Советую вам держаться от Уайта подальше, — категорично бросил Джек. — Он лишен всякого понятия о чести и, мягко выражаясь, довольно груб.
— Что ж, этот горький урок я усвоила, задумчиво произнесла Эвелин.
Он с подозрением сощурился:
— И что же вы усвоили?
Она судорожно вздохнула и выложила:
— Я доверяю вам — и не доверяла Уайту.
Эвелин не ждала ответа Джека, и он действительно хранил молчание. Она вдруг задрожала, боясь спрашивать, может ли отправиться с ним во Францию. Грейстоун наверняка откажет ей в этой просьбе, Эвелин не сомневалась в этом. И теперь она гадала, осмелится ли на попытку пробраться к нему на борт украдкой, без его ведома.
— Где сейчас ваше судно?
Джек устремил на неё проницательный взгляд. Он переменил позу на диване, скрестив ноги.
— Вообще-то оно стоит в бухте, расположенной чуть ниже дома вашего дяди. Почему вы спрашиваете?
Значит, Джек может быть на борту через час, как и она сама. Фарадей-Холл располагался всего в часе езды от её дома.
— Я и не думала, что вы бросите якорь так близко.
— Я часто пользуюсь этой бухтой, — ответил он, снова садясь прямо и разгибая ноги. Его серые глаза пронизывали насквозь, во взгляде явственно читалось подозрение. — Мне нужны карты. Возьмите пергамент и чернила.
Эвелин понимала, что, хочешь не хочешь, а придется обсуждать с Джеком свое намерение поехать с ним, но именно сейчас не находила в себе смелости сделать это. Эвелин кивнула и отправилась в маленький кабинет, примыкающий к гостиной.
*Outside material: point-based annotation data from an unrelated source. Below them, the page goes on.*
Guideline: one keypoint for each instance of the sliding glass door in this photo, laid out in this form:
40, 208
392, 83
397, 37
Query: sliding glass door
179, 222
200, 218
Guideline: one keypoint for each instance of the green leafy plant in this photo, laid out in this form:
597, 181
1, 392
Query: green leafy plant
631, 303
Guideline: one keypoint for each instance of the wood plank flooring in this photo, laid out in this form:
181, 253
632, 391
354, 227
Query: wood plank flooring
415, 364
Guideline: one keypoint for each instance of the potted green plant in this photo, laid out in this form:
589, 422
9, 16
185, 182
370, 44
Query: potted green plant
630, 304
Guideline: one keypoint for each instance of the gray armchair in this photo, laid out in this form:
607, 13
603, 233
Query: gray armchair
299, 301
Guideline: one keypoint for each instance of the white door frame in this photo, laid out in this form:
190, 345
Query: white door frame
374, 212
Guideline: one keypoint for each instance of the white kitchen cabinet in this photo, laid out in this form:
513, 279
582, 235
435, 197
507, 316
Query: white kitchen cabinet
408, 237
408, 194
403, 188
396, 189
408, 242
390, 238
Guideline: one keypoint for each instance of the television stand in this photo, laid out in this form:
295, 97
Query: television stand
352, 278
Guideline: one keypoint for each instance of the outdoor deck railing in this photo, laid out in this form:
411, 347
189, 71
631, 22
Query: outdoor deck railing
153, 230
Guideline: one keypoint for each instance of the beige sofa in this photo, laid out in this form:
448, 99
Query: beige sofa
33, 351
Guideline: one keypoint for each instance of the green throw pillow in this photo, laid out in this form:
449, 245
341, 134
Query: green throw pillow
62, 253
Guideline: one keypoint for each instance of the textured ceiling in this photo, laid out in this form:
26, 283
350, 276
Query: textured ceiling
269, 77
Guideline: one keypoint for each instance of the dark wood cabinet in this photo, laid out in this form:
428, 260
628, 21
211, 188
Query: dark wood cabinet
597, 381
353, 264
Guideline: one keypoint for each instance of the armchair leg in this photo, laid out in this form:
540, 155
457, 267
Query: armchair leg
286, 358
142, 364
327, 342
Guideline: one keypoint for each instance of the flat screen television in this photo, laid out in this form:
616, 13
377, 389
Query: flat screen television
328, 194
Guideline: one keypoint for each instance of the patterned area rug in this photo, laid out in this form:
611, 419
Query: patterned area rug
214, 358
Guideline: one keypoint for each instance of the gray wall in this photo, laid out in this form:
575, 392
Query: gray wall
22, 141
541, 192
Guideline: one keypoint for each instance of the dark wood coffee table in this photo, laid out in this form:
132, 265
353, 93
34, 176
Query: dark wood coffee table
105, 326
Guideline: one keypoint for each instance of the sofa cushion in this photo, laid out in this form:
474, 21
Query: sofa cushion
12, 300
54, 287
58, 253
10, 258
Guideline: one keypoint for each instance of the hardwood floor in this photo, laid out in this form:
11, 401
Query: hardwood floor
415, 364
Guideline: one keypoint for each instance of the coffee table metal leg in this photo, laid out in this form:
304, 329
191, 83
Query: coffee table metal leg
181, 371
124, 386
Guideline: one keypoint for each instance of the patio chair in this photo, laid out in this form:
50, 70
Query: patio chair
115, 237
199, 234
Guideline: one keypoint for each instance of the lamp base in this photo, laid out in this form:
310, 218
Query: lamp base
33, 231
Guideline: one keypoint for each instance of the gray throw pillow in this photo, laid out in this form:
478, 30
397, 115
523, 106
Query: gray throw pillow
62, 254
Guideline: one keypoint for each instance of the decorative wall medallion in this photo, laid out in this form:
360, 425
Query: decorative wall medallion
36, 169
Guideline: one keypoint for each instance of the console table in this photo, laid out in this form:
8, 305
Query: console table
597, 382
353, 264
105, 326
У письменного стола она помедлила, пытаясь взять себя в руки. Если она не спросит Джека, сможет ли присоединиться к нему, у неё останется лишь один вариант действий: каким-то образом пробраться на корабль втайне от него.
Она подняла взгляд.
Джек стоял в дверях и казался спокойным, только его глаза горели теперь гораздо подозрительнее.
— Вы явно что-то замышляете, — тихо произнес он. — В чем дело, Эвелин?
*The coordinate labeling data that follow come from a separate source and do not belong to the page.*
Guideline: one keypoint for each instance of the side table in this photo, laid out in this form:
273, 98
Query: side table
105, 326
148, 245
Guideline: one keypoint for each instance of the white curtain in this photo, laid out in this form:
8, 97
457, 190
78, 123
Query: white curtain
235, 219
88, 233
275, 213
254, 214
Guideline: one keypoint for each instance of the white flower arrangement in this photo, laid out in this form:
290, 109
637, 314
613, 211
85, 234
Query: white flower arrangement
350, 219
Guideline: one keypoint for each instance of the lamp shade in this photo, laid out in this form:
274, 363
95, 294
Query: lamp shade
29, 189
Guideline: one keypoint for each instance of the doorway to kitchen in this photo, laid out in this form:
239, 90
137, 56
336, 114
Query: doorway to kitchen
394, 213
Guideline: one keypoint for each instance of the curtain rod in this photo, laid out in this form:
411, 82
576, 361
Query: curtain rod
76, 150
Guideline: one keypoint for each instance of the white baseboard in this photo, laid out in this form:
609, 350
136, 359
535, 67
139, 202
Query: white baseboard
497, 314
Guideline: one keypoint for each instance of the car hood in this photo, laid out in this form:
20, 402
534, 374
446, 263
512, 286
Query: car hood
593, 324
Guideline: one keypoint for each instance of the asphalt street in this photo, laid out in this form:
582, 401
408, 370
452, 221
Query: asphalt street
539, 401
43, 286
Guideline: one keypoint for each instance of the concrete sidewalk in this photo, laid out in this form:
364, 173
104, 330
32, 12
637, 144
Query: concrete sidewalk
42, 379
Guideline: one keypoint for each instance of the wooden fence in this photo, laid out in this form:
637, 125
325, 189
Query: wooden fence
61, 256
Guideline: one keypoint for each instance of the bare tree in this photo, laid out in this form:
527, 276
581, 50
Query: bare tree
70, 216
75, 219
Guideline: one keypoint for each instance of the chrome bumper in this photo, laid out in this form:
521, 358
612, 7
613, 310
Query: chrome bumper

Ее сердце гулко стукнуло от того, каким мягким был его тон и как ласково он произнес её имя.
— Ничего я не замышляю!
Джек направился к столу, где она уже подготовила пергамент, перо и чернильницу. Эвелин застыла в напряжении, но он лишь отодвинул для неё кресло Анри. Она села, снова подняв на Джека глаза.
Он стоял рядом, положив большую ладонь на стол рядом с пергаментной бумагой.
— Где именно расположен ваш дом?
Эвелин набрала в легкие побольше воздуха. Тень подозрения испарилась из его глаз. Теперь Джек был сосредоточенным и серьезным.
— Вы сможете добраться до окраины города? — Эвелин всё так же смотрела на него снизу вверх, повернув голову.
Он взглянул на неё.
— Конечно.
Эвелин повернулась к пергаменту, окунув перо в чернила.
— Быстрее всего будет пройти по главному бульвару к центру города и повернуть на юг, на улицу Лафайет. Она выведет вас из города. Если вы останетесь на этой дороге, дойдете до нескольких виноградников. У второго нужно свернуть направо, в маленький грязный переулок без указателя. Шато д’Орсе расположено на полмили вниз по дороге, оно окружено теми самыми виноградниками. — Описывая маршрут, Эвелин быстро набросала примитивную карту. Джек по-прежнему стоял сзади, слишком близко, не двигаясь с места, и это его присутствие то и дело отвлекало Эвелин. Она всё-таки закончила с картой и подняла взгляд.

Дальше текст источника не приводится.